On February 15, 2022, Nintendo announced the impending closure of the 3DS and Wii U eShops, marking the end of an era in mobile software and ending one of Nintendo’s first steps into the online storefront space. After removing the
appendix discussing Nintendo’s “responsibility to maintain historic properties” on its website, many fans and critics alike assumed this would be the last harsh word on the subject. Were they wrong? Enter the Video Game History Foundation, shouldering the immense burden of cataloging and preserving the movements of an industry bent on covering its tracks.
Our statement on the closure of Nintendo’s legacy digital stores. pic.twitter.com/mG5GzuGH4G
— Video Game History Foundation (@GameHistoryOrg) February 17, 2022
In a statement openly addressing Nintendo, the Video Game History Foundation acknowledged the company’s history of punishing game curators, saying, “What we don’t understand is the path that Nintendo expects from its fans, if they wish to play these games in the future. . As a paying member of the Entertainment Software Association, Nintendo actively funds lobbying that prevents even libraries from being able to provide legal access to these games.

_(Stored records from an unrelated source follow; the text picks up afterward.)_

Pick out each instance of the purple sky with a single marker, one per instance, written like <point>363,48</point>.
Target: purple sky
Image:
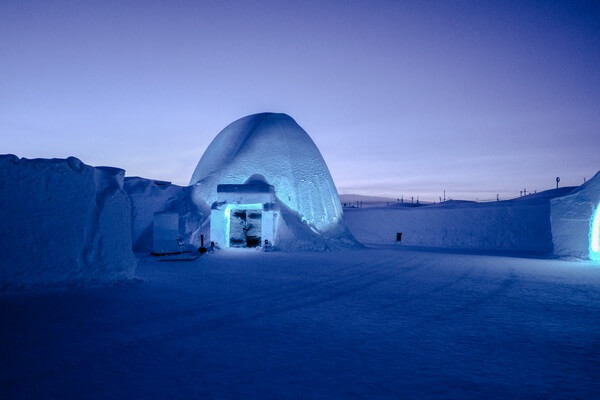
<point>402,98</point>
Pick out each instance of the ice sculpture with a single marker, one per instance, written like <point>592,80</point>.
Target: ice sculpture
<point>276,147</point>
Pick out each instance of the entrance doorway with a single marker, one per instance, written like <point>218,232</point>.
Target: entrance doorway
<point>245,227</point>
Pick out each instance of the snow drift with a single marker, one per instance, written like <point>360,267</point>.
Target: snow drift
<point>575,220</point>
<point>148,197</point>
<point>276,147</point>
<point>519,225</point>
<point>62,221</point>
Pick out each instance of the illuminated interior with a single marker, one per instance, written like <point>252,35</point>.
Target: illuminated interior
<point>595,235</point>
<point>228,216</point>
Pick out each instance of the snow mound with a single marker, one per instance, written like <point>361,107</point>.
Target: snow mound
<point>277,148</point>
<point>62,222</point>
<point>509,226</point>
<point>575,221</point>
<point>149,197</point>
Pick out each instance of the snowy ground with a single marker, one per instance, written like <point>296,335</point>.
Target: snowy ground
<point>373,323</point>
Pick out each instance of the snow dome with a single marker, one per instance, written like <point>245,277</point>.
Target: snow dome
<point>275,147</point>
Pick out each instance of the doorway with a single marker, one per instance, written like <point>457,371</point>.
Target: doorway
<point>595,235</point>
<point>245,226</point>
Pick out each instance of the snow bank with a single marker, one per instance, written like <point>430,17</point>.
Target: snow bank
<point>149,197</point>
<point>520,225</point>
<point>573,232</point>
<point>62,221</point>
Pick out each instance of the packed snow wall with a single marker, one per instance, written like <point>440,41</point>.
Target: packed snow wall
<point>148,197</point>
<point>575,222</point>
<point>277,148</point>
<point>514,226</point>
<point>62,221</point>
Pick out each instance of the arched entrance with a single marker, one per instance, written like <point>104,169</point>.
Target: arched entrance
<point>595,235</point>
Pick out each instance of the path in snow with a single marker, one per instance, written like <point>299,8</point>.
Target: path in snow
<point>377,323</point>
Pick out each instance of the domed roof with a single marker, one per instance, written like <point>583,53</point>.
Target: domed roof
<point>276,147</point>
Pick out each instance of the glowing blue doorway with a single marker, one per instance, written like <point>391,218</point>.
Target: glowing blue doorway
<point>595,235</point>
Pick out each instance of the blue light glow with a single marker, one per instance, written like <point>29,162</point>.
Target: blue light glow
<point>595,235</point>
<point>228,208</point>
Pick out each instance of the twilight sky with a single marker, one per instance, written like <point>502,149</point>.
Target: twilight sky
<point>402,98</point>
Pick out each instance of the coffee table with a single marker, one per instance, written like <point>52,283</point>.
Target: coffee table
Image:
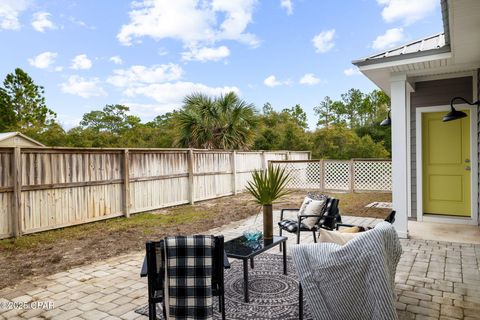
<point>240,248</point>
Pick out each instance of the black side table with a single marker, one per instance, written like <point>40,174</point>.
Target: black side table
<point>241,248</point>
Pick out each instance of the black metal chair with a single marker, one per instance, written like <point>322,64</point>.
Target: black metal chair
<point>326,220</point>
<point>390,218</point>
<point>156,276</point>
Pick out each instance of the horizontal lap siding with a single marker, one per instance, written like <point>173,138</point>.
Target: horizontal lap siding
<point>430,94</point>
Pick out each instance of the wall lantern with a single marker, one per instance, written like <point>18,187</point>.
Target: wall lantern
<point>386,122</point>
<point>455,114</point>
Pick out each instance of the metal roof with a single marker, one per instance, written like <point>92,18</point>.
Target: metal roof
<point>438,43</point>
<point>422,47</point>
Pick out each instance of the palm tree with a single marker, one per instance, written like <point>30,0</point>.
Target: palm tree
<point>224,122</point>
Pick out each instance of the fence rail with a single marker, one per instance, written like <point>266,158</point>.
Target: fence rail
<point>356,175</point>
<point>49,188</point>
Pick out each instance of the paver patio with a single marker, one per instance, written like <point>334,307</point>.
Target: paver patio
<point>435,280</point>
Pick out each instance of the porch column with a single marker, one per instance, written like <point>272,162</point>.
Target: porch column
<point>399,100</point>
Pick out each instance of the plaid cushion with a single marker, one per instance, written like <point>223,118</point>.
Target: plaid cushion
<point>189,271</point>
<point>292,226</point>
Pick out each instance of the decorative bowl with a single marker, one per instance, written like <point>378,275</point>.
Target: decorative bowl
<point>252,235</point>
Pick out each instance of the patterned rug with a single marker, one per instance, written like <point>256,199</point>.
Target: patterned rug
<point>273,295</point>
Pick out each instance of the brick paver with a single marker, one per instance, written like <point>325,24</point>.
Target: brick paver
<point>435,280</point>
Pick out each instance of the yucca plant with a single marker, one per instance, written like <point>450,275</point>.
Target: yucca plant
<point>266,187</point>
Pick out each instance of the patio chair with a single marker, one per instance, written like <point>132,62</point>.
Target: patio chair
<point>162,262</point>
<point>390,219</point>
<point>351,281</point>
<point>326,218</point>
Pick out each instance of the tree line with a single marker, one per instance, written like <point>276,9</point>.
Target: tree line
<point>347,128</point>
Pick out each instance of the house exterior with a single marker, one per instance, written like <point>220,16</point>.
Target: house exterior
<point>434,163</point>
<point>17,139</point>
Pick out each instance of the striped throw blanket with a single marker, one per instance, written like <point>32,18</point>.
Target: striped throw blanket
<point>189,277</point>
<point>354,281</point>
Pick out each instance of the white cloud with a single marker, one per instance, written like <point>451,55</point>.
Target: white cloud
<point>272,81</point>
<point>116,60</point>
<point>351,72</point>
<point>150,110</point>
<point>139,75</point>
<point>170,95</point>
<point>43,60</point>
<point>407,11</point>
<point>287,5</point>
<point>83,87</point>
<point>309,79</point>
<point>389,39</point>
<point>41,22</point>
<point>323,41</point>
<point>9,12</point>
<point>193,23</point>
<point>206,54</point>
<point>78,22</point>
<point>81,62</point>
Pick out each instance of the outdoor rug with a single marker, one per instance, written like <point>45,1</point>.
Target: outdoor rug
<point>273,295</point>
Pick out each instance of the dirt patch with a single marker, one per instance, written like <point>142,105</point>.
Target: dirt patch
<point>51,252</point>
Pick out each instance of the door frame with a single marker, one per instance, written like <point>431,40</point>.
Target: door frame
<point>473,219</point>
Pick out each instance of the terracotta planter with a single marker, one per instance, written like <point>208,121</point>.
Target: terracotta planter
<point>267,222</point>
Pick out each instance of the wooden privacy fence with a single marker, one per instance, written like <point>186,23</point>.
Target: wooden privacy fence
<point>356,175</point>
<point>49,188</point>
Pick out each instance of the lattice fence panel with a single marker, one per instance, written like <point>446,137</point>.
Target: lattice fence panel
<point>303,175</point>
<point>372,176</point>
<point>337,175</point>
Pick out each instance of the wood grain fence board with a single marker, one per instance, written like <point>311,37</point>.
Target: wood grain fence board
<point>58,187</point>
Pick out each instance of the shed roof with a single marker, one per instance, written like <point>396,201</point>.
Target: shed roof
<point>9,135</point>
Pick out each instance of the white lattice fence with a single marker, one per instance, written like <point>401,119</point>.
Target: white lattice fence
<point>303,175</point>
<point>337,175</point>
<point>372,175</point>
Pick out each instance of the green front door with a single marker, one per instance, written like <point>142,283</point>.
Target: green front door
<point>446,165</point>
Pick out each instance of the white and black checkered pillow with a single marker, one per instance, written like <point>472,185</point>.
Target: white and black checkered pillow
<point>189,266</point>
<point>314,204</point>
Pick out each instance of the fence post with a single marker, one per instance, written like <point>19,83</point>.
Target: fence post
<point>264,161</point>
<point>322,175</point>
<point>233,162</point>
<point>191,181</point>
<point>352,175</point>
<point>126,183</point>
<point>17,193</point>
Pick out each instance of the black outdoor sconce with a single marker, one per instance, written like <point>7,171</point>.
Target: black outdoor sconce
<point>455,114</point>
<point>387,121</point>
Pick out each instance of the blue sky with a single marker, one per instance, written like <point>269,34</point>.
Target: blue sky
<point>149,54</point>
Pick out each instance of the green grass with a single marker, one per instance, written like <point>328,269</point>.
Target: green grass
<point>146,223</point>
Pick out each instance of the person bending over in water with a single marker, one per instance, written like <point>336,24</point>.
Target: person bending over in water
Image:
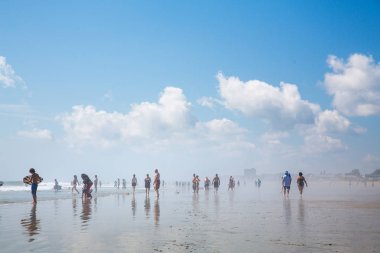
<point>156,182</point>
<point>87,183</point>
<point>286,182</point>
<point>301,182</point>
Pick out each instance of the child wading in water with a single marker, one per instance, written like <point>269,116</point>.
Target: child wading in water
<point>301,182</point>
<point>35,179</point>
<point>147,185</point>
<point>157,182</point>
<point>87,183</point>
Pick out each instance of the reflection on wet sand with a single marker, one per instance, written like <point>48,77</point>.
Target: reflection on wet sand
<point>86,213</point>
<point>287,210</point>
<point>195,202</point>
<point>32,224</point>
<point>147,207</point>
<point>301,211</point>
<point>156,212</point>
<point>74,202</point>
<point>133,205</point>
<point>231,195</point>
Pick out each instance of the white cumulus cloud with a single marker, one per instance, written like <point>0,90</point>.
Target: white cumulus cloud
<point>8,77</point>
<point>355,85</point>
<point>169,121</point>
<point>36,134</point>
<point>281,106</point>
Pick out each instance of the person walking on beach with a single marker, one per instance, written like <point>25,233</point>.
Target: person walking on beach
<point>207,183</point>
<point>35,179</point>
<point>286,182</point>
<point>216,182</point>
<point>96,183</point>
<point>301,182</point>
<point>147,185</point>
<point>156,182</point>
<point>87,183</point>
<point>134,183</point>
<point>197,180</point>
<point>231,183</point>
<point>74,183</point>
<point>194,183</point>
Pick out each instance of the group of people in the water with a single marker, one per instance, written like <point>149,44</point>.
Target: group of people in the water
<point>196,181</point>
<point>88,183</point>
<point>287,181</point>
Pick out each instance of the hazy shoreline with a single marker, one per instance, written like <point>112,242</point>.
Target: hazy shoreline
<point>329,218</point>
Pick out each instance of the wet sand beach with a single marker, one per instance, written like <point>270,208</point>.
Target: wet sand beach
<point>329,218</point>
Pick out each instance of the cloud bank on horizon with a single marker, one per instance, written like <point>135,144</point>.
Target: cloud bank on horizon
<point>295,129</point>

Nintendo has made it clear that the termination of the 3DS and Wii U eShop is a business decision. Its behavior regarding its intellectual property, from lawsuits against ROM distributors to restricting legacy content to paid subscriptions, makes it clear that its business is about maintaining a new image with its new customers rather than fighting against the legendary canon of generations. of hardware and its fans.